8192/2:         psargs: /usr/sbin/in.rarpd -a
8192/4:         getmsg(5, 0xFEEFBF94, 0xFEEFB788, 0xFEEFAF84) (sleeping...)
8192/3:         getmsg(4, 0xFEFFBF94, 0xFEFFB788, 0xFEFFAF84) (sleeping...)
8192/2:         lwp_park(0, 0x00000000, 0)      (sleeping...)
8192/4:         getmsg(5, 0xFEEFBF94, 0xFEEFB788, 0xFEEFAF84)   = 0
8192/4:         open(0xFEDD49AC, 0)                             = 7
8192/4:              0xFEDD49AC: "/etc/ethers"
8192/4:         fstat64(7, 0xFEEFA258)                          = 0
8192/4:         fstat64(7, 0xFEEFA100)                          = 0
8192/4:         ioctl(7, 0x00005401, 0xFEEFA1E4)                Err#25 ENOTTY
8192/4:         read(7, 0x0002697C, 8192)                       = 744
8192/4:              0x0002697C: " 8 : 0 : 2 0 : c 7 : 9 e"..
8192/4:         llseek(7, 0xFFFFFFFFFFFFFFE5, 1)                = 717
8192/4:         close(7)                                        = 0
8192/4:         door(6, 0xFEEF83B0)                             = 0
8192/4:         door(6, 0xFEEF8398)                             = 0
8192/4:         getmsg(5, 0xFEEFBF94, 0xFEEFB788, 0xFEEFAF84) (sleeping...)
8192/4:         getmsg(5, 0xFEEFBF94, 0xFEEFB788, 0xFEEFAF84)   = 0
8192/4:         open(0xFEDD49AC, 0)                             = 7
8192/4:              0xFEDD49AC: "/etc/ethers"
8192/4:         fstat64(7, 0xFEEFA258)                          = 0
8192/4:         fstat64(7, 0xFEEFA100)                          = 0
8192/4:         ioctl(7, 0x00005401, 0xFEEFA1E4)                Err#25 ENOTTY
8192/4:         read(7, 0x0002697C, 8192)                       = 744
8192/4:              0x0002697C: " 8 : 0 : 2 0 : c 7 : 9 e"..

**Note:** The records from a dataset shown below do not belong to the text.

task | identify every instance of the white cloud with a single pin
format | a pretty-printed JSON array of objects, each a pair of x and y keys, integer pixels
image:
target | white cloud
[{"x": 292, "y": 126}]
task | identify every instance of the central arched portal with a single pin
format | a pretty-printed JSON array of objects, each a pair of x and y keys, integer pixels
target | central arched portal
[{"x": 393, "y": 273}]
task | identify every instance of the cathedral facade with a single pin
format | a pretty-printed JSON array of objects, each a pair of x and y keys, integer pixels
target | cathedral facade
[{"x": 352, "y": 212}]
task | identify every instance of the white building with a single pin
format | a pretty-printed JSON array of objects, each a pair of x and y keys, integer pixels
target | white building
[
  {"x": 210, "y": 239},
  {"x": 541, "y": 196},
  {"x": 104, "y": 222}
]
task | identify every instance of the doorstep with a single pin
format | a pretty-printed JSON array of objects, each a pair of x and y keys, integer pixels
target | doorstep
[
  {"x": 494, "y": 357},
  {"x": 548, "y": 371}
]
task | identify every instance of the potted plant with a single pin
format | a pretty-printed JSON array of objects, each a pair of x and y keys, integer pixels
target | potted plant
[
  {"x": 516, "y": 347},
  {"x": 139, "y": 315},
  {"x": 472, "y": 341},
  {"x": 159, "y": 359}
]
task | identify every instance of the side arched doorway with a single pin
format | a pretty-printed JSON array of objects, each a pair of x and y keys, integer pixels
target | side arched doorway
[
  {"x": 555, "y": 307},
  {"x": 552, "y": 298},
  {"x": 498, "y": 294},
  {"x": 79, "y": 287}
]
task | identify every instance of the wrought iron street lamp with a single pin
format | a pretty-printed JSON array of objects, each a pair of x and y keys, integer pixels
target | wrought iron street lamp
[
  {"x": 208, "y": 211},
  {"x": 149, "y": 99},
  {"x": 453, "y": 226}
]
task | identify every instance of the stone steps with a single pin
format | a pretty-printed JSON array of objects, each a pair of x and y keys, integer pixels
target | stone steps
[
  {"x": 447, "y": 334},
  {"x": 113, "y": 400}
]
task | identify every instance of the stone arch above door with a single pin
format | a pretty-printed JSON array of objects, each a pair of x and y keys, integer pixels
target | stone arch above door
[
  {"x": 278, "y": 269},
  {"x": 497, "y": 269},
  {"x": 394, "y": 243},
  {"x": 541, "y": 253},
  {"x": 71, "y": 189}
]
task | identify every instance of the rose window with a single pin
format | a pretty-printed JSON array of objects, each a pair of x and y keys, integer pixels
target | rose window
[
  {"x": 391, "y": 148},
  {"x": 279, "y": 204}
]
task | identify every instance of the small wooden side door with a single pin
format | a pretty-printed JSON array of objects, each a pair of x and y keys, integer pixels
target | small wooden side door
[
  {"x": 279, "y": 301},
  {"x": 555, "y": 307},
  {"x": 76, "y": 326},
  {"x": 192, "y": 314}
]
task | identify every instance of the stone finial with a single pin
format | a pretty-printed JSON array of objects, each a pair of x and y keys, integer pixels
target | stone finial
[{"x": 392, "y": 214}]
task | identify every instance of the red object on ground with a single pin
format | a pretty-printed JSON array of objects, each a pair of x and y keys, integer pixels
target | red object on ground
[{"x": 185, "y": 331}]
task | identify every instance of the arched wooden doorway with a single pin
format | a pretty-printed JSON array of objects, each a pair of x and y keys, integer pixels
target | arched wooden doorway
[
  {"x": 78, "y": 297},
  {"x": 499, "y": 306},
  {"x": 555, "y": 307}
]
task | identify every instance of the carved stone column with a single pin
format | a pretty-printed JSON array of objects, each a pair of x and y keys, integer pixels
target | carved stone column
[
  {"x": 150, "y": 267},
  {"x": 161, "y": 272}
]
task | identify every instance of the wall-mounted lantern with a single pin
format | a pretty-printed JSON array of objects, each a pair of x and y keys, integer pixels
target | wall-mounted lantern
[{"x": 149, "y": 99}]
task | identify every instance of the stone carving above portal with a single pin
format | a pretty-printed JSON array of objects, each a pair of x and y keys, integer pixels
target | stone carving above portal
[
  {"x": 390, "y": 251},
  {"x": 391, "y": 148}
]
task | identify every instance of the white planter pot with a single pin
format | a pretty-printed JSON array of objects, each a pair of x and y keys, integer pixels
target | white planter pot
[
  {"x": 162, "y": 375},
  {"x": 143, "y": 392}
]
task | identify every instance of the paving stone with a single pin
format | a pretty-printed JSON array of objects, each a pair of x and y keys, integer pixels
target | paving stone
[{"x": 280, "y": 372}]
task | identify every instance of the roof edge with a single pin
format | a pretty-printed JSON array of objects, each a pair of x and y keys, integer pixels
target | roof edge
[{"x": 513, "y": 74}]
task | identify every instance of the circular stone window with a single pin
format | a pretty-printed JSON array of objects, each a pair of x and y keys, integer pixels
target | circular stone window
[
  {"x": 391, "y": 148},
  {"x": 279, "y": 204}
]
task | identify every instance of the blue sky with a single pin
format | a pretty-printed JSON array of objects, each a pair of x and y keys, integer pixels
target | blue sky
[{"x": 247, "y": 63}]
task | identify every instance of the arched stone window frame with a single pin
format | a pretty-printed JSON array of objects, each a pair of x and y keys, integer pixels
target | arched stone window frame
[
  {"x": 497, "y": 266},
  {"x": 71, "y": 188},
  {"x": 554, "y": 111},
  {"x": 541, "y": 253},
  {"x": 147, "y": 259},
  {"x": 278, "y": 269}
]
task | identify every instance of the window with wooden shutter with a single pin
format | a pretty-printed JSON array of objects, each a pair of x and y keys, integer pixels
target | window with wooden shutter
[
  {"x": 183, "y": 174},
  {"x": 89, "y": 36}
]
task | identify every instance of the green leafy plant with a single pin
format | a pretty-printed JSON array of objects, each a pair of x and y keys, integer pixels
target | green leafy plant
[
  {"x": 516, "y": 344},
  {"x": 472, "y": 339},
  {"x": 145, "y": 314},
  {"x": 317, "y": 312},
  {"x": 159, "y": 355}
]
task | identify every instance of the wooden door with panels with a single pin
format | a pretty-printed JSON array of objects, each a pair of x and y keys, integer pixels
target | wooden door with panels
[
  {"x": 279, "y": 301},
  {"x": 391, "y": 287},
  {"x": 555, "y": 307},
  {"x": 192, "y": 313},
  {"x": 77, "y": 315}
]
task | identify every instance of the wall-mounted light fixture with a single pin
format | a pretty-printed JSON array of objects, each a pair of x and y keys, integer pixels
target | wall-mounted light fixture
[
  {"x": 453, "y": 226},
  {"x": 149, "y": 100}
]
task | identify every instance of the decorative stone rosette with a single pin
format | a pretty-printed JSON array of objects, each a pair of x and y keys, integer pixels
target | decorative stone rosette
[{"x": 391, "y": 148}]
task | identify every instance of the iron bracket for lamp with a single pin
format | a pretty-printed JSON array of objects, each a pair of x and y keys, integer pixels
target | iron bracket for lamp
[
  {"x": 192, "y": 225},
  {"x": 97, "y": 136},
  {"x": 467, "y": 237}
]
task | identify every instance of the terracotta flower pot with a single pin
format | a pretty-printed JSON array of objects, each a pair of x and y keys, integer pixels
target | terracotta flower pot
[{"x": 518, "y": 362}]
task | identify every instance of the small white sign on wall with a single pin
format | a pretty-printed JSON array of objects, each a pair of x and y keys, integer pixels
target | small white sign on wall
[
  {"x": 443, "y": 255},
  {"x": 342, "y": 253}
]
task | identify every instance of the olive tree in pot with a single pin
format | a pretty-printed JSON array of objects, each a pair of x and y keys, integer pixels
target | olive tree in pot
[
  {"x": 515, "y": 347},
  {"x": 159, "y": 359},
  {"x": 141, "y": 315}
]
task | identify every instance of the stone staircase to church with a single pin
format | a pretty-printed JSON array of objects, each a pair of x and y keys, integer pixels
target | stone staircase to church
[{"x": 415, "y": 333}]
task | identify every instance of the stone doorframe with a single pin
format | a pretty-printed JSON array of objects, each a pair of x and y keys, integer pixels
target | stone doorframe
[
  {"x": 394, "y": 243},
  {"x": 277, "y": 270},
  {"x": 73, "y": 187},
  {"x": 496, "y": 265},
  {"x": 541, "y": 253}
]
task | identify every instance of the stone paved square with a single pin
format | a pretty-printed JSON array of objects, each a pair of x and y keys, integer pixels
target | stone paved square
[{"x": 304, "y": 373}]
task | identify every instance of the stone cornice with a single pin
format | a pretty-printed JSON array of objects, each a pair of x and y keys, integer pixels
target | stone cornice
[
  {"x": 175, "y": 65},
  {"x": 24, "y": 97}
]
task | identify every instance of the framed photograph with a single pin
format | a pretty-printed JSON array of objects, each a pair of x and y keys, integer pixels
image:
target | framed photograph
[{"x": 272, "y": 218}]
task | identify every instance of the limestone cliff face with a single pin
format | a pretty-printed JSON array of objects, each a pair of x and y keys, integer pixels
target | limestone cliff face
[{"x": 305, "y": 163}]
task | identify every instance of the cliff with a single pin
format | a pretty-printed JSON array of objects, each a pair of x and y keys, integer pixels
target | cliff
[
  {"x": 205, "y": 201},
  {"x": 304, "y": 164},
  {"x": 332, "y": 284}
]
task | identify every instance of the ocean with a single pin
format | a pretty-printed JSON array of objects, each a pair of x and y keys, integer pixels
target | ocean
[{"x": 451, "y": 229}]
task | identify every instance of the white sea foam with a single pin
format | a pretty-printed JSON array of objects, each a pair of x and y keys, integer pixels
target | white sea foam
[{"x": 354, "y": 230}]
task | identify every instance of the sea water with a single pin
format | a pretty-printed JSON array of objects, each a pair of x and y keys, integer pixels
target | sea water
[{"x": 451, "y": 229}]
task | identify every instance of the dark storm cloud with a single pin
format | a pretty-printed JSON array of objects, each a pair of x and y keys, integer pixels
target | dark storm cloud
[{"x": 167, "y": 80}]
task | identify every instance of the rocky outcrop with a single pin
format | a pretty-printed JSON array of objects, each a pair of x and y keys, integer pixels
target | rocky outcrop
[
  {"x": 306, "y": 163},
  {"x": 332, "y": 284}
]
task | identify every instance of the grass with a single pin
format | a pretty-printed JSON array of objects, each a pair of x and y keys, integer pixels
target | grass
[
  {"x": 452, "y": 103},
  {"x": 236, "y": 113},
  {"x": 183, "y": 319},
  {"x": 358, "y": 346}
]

The truss output indicated that certain RARP requests were being processed by in.rarpd, but the MAC address of the system my friend was attempting to jumpstart was not showing up. This led me to believe that a cable was unplugged, or something had happened to the jumpstart interface. I checked the ifconfig(1m) output and several files in /etc, and immediately noticed that the IP address assigned to ge0 had changed. A quick check of the in.rarpd source code* revealed that each physical interface is initialized when in.rarpd starts, so when the IP address changed, in.rarpd knew nothing about the new network, and therefore ignored RARP requests for that network. Once I knew exactly what caused the problem, I restarted in.rarpd with the “-a” (process requests on all interfaces) option, and the client was able to receive an IP address. I thoroughly enjoy debugging problems like this, and I had a fun time learning how in.rarpd works! Wh00t wh00t!!

* I will BLOG about my in.rarp source code disection in a later post.